The ensuing movie consists of footage from the three memory cards. The first one mostly features random clips of the four friends meeting up, visiting family, getting caught in earth tremors and just hanging out. It lasts a patience testing 40 minutes and could have easily been condensed down to 10 minutes. Things liven up on the second memory card, with the group now in the desert. This is where it all begins to get weird. They're woken up at night, Blair Witch style, by booming noises whose origin they can't quite figure out. Is it thunder coming from the sky, or is it emanating from beneath the earth?

The Outwaters review

Over the course of the following day there are more strange occurrences. An axe is found embedded in a rock. That night, with the weird sounds returning, a figure is glimpsed in the distance holding said implement. Robbie approaches the stranger...and then things go full on batshit crazy. The movie's final act is a descent into madness that features Lovecraftian monsters, screaming snakes, self-mutilation and buckets of gore, with Robbie and the others slipping and sliding in ocre when they're not vomiting gallons of the red stuff. Of course, most of this is barely glimpsed as Robbie's camera pans across the night time desert in headache inducing fashion. That's until the gory climax, which plays out in blazing sunlight so we see exactly how consumed by madness our protagonist has become.
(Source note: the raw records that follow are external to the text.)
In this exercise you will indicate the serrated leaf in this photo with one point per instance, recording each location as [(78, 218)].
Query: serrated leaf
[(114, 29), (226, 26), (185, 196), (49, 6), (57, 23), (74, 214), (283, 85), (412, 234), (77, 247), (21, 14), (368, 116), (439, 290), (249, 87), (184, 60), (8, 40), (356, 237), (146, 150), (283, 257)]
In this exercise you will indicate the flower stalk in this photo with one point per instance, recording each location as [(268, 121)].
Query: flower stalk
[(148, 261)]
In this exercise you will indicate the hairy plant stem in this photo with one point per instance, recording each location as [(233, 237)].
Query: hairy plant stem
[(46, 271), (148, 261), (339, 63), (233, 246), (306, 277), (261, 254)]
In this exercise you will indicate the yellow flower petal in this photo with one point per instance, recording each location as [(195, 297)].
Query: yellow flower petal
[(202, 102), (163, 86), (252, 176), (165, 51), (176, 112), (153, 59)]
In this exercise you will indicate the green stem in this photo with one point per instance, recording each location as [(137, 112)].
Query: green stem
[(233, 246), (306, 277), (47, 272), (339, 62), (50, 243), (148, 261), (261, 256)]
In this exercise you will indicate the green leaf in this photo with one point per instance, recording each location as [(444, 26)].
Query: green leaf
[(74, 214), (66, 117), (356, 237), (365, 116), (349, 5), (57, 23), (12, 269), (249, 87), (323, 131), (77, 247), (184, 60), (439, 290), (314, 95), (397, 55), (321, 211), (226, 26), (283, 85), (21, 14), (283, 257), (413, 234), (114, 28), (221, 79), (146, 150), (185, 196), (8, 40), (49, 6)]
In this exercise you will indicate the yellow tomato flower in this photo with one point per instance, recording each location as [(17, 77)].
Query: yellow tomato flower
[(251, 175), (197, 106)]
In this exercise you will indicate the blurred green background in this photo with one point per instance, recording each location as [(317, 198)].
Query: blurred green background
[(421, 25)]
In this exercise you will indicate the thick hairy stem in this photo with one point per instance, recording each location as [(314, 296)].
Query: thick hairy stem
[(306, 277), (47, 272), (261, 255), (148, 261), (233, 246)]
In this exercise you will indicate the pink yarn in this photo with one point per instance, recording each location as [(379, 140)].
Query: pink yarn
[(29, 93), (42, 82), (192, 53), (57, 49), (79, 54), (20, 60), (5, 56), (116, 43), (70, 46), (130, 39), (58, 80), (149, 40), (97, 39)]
Some have raved about The Outwaters, and not just the sort of gorehounds who are easily pleased by seeing buckets of guts sploshed around. Like Skinamarink, it's been praised as an intellectual exercise, a thinking man's found footage horror. I guess I'm just not a thinking man then, as I found it an ordeal. To begin with, I simply didn't care about the characters because despite spending so much time in their company we never really get to know them. And then there's the limitations of the found footage format, which is rarely accommodating of suspense because the audience only sees what the camera wielding protagonist sees. Suspense is generated by giving the audience information that's literally been suspended from the protagonist - who's behind them, what's behind the door etc - but in most found footage movies the protagonist and the audience have an equal amount of information. This results in movies where we feel dragged along by the narrative, rather than engaging with it. Paranormal Activity was revolutionary in devising a clever way of bucking this by having its protagonists set up their camera while they slept, allowing the viewer to see all the spooky goings on that they're oblivious to.

The Outwaters review

With its minimal crew and desert setting, The Outwaters feels very much like a product of the pandemic. I suspect dozens of similar horror movies were shot during the lockdown, and the success of Skinamarink and The Outwaters will likely see a few of them snapped up by eager distributors. A new wave of lo-fi horror may be on the way. Whether this is a positive or not remains to be seen, or perhaps barely glimpsed.

The Outwaters is in UK cinemas from April 7th.